In 1980, when Singapore Airlines’ pilots staged a crippling “go slow” that disrupted the country’s essential lifelines, its tough prime minister Lee Kuan Yew summoned the union leaders to Parliament at 3 AM and delivered one of the most ferocious public reprimands in modern governance. His declaration of “You take on the Government, you pick the wrong fight” was not a threat, but a statement of civic order: no private group, however skilled or essential, would be allowed to hold citizens hostage. Within hours, the revolt ended. Within weeks, structural reforms ensured that neither corporate ego nor professional cartels could ever again override public interest. Singapore emerged with the unshakeable rule that essential services exist for the nation, not above it. India’s reaction to the IndiGo crisis was the precise opposite. The overwhelming instinct of the State was not to protect citizens but to protect a corporate schedule. IndiGo’s collapse revealed a national habit of confusing size with legitimacy. A company becomes too big to challenge, too connected to inconvenience, too central to discipline. Regulators forget they are meant to act on behalf of citizens, not act as corporate caretakers. Politicians mistake silence for stability. India needs a foundational reset.
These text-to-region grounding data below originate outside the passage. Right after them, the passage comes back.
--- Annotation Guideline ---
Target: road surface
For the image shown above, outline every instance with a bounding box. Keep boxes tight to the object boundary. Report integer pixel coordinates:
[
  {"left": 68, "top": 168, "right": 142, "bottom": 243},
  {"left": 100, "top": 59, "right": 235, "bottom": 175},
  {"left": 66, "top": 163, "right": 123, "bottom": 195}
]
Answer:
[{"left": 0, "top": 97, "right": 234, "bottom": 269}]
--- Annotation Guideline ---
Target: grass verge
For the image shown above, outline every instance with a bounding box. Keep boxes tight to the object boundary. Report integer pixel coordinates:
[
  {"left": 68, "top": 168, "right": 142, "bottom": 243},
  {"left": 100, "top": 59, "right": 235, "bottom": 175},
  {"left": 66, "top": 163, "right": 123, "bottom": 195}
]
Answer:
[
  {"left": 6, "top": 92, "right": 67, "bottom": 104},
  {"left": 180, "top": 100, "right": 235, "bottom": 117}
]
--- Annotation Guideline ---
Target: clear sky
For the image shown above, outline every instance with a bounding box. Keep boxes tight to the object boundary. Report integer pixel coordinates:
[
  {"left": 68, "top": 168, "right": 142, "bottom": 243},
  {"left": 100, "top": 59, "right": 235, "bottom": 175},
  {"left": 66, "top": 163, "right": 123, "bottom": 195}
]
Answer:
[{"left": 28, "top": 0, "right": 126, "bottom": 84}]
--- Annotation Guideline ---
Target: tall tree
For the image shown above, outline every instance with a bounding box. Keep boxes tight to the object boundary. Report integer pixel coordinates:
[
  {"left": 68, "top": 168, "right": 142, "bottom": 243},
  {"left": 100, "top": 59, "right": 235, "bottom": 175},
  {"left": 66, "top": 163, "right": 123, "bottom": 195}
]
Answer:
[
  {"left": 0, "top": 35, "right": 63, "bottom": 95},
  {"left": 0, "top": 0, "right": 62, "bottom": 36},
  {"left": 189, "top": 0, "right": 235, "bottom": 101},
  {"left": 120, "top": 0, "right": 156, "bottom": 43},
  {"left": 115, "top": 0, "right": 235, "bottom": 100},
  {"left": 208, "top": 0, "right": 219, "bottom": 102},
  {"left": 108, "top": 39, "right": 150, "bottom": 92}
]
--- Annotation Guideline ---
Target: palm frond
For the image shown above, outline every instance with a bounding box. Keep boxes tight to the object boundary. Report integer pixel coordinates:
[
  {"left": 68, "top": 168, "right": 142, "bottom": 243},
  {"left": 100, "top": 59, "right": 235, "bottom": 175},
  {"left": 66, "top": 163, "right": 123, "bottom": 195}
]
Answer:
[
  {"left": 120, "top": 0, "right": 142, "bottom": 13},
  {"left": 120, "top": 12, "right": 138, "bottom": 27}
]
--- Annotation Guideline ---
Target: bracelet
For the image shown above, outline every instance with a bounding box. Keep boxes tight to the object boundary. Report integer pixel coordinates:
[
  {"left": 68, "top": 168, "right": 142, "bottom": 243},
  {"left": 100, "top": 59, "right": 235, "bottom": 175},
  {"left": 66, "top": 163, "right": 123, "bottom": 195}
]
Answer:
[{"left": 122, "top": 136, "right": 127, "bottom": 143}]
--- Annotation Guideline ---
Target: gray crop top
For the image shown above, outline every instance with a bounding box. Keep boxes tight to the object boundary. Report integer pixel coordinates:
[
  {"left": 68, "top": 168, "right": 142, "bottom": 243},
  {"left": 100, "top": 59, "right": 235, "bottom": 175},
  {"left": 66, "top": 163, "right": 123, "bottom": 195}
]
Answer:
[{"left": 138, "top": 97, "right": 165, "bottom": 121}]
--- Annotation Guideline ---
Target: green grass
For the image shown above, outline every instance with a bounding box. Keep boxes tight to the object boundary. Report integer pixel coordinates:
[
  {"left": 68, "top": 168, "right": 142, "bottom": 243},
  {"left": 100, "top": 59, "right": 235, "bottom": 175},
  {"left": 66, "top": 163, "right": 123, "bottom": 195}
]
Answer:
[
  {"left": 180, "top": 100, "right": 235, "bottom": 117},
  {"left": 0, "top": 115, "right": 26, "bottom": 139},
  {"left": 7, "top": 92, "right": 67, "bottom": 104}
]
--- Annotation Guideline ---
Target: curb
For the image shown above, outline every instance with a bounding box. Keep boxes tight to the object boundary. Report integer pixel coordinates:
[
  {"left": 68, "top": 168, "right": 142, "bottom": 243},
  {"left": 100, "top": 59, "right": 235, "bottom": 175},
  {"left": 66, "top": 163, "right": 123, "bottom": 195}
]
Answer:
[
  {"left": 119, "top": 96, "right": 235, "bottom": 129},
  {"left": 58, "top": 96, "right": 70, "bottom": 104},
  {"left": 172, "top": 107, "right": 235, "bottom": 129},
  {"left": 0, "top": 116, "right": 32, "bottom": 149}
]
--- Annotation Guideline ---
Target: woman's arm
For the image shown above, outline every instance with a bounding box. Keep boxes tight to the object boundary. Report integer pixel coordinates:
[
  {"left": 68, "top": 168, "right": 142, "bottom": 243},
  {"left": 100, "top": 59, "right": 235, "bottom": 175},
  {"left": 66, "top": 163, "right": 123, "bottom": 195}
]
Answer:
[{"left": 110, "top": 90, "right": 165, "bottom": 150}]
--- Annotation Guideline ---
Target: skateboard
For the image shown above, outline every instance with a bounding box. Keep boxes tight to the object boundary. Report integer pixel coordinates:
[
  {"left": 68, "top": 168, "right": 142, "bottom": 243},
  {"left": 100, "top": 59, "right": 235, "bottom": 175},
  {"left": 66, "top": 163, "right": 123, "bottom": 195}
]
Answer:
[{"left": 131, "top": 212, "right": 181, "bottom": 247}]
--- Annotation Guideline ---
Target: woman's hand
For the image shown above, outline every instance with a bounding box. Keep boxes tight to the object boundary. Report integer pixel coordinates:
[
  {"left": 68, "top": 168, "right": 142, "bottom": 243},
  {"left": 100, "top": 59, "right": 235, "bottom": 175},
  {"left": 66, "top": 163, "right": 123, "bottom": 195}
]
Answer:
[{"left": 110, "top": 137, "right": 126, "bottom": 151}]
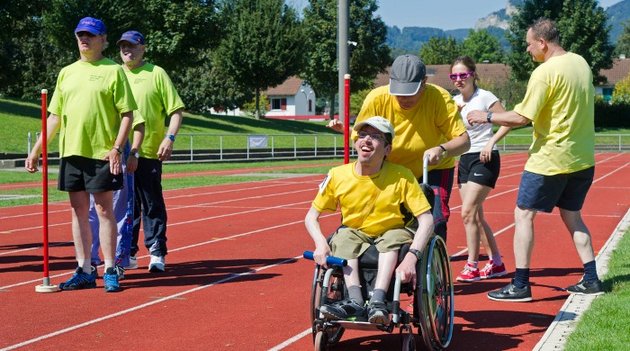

1. Break monopoly comfort. A market where one airline holds 60% share is not competition; it is capture. Slots, bilateral rights, and expansion approvals must be redistributed to prevent any airline from becoming systemically indispensable.
2. Enforce a ruthless Passenger Bill of Rights. Compensation for cancellations must be punitive, not symbolic. Make it expensive to lie to passengers.
3. Punish knowing over-selling as consumer fraud. If you sell flights you cannot operate, that is not an “operational issue.” It is deception.
4. Regulate with spine, not sympathy. DGCA must choose: protect citizens or protect corporate schedules. Not both.
5. Rebuild a culture where the public is not expendable. India cannot aspire to be a global aviation hub while treating its own people as an afterthought.
The IndiGo crisis is not about aviation but about how modern India struggles to treat its own people as rights-bearing citizens. Until we hardwire respect for the individual into both governance and business, the next meltdown, whether of banking, digital services or healthcare will repeat the same pattern. The next crisis will not merely ground flights. It could endanger safety, destabilise infrastructure, and shred what little public trust remains. Unless that ‘chalta hai’ instinct is broken, this will not be the last collapse. It will just be the least catastrophic.